Purpose

This vignette documents the training part of the ML pipeline which performs a benchmark of multiple tasks with possibly multiple learners and feature selection.

Libraries

library(RiverML)

Initialization

Parameters

Variables in all caps represent the scripts parameters.

variable name variable description type
FINAL selects the type of runs, if FALSE trains, else predict logical
PATH path to the output directory character
REGIONS vector of region identifiers (e.g. "SFE") character
LRN_IDS vector of learner identifiers (e.g. "classif.randomForest") character
PREPROC vector of preprocessing identifiers (e.g. "scale") character
TUNELENGTH controls the number of hyper-parameters for discrete tuning numeric
ITERS controls the number of tries for the random tuning numeric
PROB selects the type of output, if TRUE probabilities, if FALSE response logical
FS if TRUE activates the feature selection logical
FS_NUM number of features to select if FS is TRUE numeric
TUNE_FS if TRUE activates the feature selection tuning logical
FS_NUM_LIST list of number of features to select if FS_TUNE is TRUE numeric
NU number of folds for the \(\nu\)-fold cross-validation numeric
REPS number of repetitions for the repeated \(\nu\)-fold cross-validation numeric
SPCV if TRUE activates the spatial cross-validation logical
INNER defines the inner folds for the nested resampling ResampleDesc
MES list of measures from the mlr package, the first one is optimized against list
INFO controls the information printed by the training process logical
# TYPE OF RUN
FINAL <- FALSE

#PATH
PATH <- "F:/hguillon/research/FS_MI_corr/10CV10-CV10_benchmarks_au1u_FS"

# TASKS
REGIONS <- c("SFE", "ALLSAC", "NC", "NCC", "SCC", "SC", "K", "SJT", "SECA")

# LEARNERS
LRN_IDS <- c(
    "classif.nnTrain",
    "classif.svm",
    "classif.randomForest"
)

# PREPROCESSING
PREPROC <- c("zv", "center", "scale", "medianImpute")

# TUNING
TUNELENGTH <- 16 # multiple of 8 please
ITERS <- TUNELENGTH * 2

# OUTPUT
PROB <- TRUE

# FEATURE SELECTION
FS <- TRUE
FS_NUM <- 20
TUNE_FS <- TRUE
FS_NUM_LIST <- seq(2, 50, by = 1)

# RESAMPLING
NU <- 10
REPS <- 10
SPCV <- FALSE
INNER <- get_inner(FINAL, NU, REPS, SPCV)

# OPTIMIZATION MEASURE
MES <- list(mlr::multiclass.au1u, mlr::acc, mlr::mmce, mlr::multiclass.aunu, mlr::timetrain)
print(paste("Optimizing against:", MES[[1]]$id))
#> [1] "Optimizing against: multiclass.au1u"
INFO <- FALSE

Fetching benchmark data if FINAL is TRUE

If the benchmark has already been run (with FINAL <- FALSE), we can retrieve the tuning results with get_bestBMR_tuning_results() which can be used to retrieve tuning and tuning entropy results.

if (FINAL){
    bestBMR_tune <- get_bestBMR_tuning_results("./data/FS/", "bestBMR_tune.Rds", REGIONS, LRN_IDS)
    bestBMR_lrnH <- get_bestBMR_tuning_results("./data/FS/", "bestBMR_lrnH.Rds", REGIONS, LRN_IDS)
}

These data are used to train the final models with the optimal number of parameters and the most stable value of tuning parameters.

Starting the benchmark

Once the parameters have been correctly defined, the benchmark is handled with regional_benchmark().

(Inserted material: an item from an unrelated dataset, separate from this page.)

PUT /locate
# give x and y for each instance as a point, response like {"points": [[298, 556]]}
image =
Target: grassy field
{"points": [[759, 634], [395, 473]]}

The savePARAMETERS() documents the parameters with which the benchmark is run.

if (TUNE_FS){
    .PATH <- PATH
    FS_NUM <- NULL

    if (FINAL){
        FS_NUM_LIST <- bestBMR_lrnH %>% dplyr::pull(FS_NUM) %>% unique() %>% sort()
    }

    for (FS_NUM in FS_NUM_LIST){

        PATH <- paste(.PATH, FS_NUM, sep = "_")

        if (!dir.exists(PATH)) dir.create(PATH)
        savePARAMETERS(PATH, FINAL)

        ### BENCHMARK ###
        bmrs <- regional_benchmark(regions = REGIONS,
            LRN_IDS, TUNELENGTH, INNER, ITERS, PROB, NU, REPS,
            PREPROC, FINAL, PATH, REDUCED, MES, INFO, FS, FS_NUM)
        names(bmrs) <- REGIONS
    }
} else {

    if (!dir.exists(PATH)) dir.create(PATH)
    savePARAMETERS(PATH, FINAL)

    ### BENCHMARK ###
    bmrs <- regional_benchmark(regions = REGIONS,
        LRN_IDS, TUNELENGTH, INNER, ITERS, PROB, NU, REPS,
        PREPROC, FINAL, PATH, REDUCED, MES, INFO, FS, FS_NUM)
    names(bmrs) <- REGIONS
}

Behind the scenes of regional_benchmark()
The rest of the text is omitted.